D’abord l’État, perclus de dettes et grevé de dépenses permanentes, a perdu les marges d’intervention que le doublement de son budget lui avait procurées en 1981. L’évolution de ses crédits n’enraye plus la réduction des moyens artistiques dans les établissements qui dépendent entièrement de lui, comme les cinq théâtres nationaux (TN), ou pour moitié environ, comme la quarantaine de centres dramatiques nationaux et régionaux (Cdn). Ce constat est corroboré par les cadres du ministère qui écrivaient en 2006 :
La dégradation du rapport structure/activité semble être due en grande partie à la masse salariale en constante augmentation, les salaires étant indiciés sur le coût de la vie, ce qui n’est pas souvent le cas des subventions. Aussi la part des charges occupées par le personnel permanent augmente mécaniquement, aux dépens de l’artistique3.

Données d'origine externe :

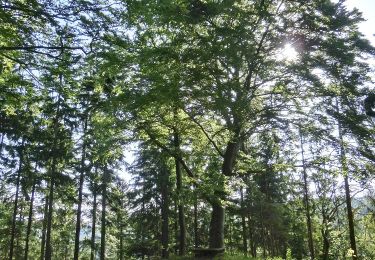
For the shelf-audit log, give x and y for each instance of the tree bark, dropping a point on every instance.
(345, 173)
(44, 229)
(165, 214)
(307, 202)
(103, 222)
(243, 222)
(29, 221)
(80, 192)
(181, 214)
(48, 255)
(93, 225)
(217, 226)
(121, 241)
(196, 234)
(14, 217)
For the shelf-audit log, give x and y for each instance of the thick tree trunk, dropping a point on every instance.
(14, 218)
(165, 214)
(80, 192)
(103, 222)
(44, 229)
(29, 221)
(243, 222)
(93, 225)
(181, 214)
(217, 226)
(307, 203)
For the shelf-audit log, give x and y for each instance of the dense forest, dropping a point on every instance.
(154, 129)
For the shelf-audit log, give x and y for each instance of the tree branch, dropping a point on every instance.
(205, 133)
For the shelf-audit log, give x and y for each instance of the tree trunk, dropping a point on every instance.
(345, 173)
(121, 241)
(165, 214)
(14, 218)
(103, 222)
(217, 226)
(29, 221)
(48, 255)
(93, 225)
(307, 203)
(44, 228)
(350, 217)
(196, 234)
(180, 204)
(80, 191)
(243, 222)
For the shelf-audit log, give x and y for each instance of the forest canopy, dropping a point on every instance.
(132, 129)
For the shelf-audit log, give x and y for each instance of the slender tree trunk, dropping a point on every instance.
(93, 225)
(165, 214)
(29, 221)
(350, 217)
(21, 217)
(1, 144)
(80, 191)
(48, 255)
(307, 202)
(181, 214)
(345, 172)
(196, 231)
(44, 229)
(53, 173)
(243, 222)
(217, 226)
(14, 218)
(121, 241)
(103, 223)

Viennent ensuite les dépenses culturelles des collectivités territoriales. La dernière étude disponible, qui remonte à 1996, révélait leur prépondérance. Elles fournissaient alors 65 % des ressources publiques en faveur de la production et de la diffusion du théâtre et des spectacles (hors musique et danse), l’État assurant encore 67, 7% de l’effort de formation, nettement plus modeste4. Leur implication s’est accentuée depuis. Parmi les collectivités territoriales qui pourvoient en majorité aux besoins des 70 scènes nationales et des 74 scènes conventionnées, tout en finançant en quasi-totalité près de 600 théâtres de ville, centres ou offices culturels et autres lieux de programmation non labellisés, seules les régions et les communautés d’agglomération consentent encore quelques rallonges. Les communes et les départements ont atteint leurs limites du fait des efforts antérieurs ou des récents transferts de charges.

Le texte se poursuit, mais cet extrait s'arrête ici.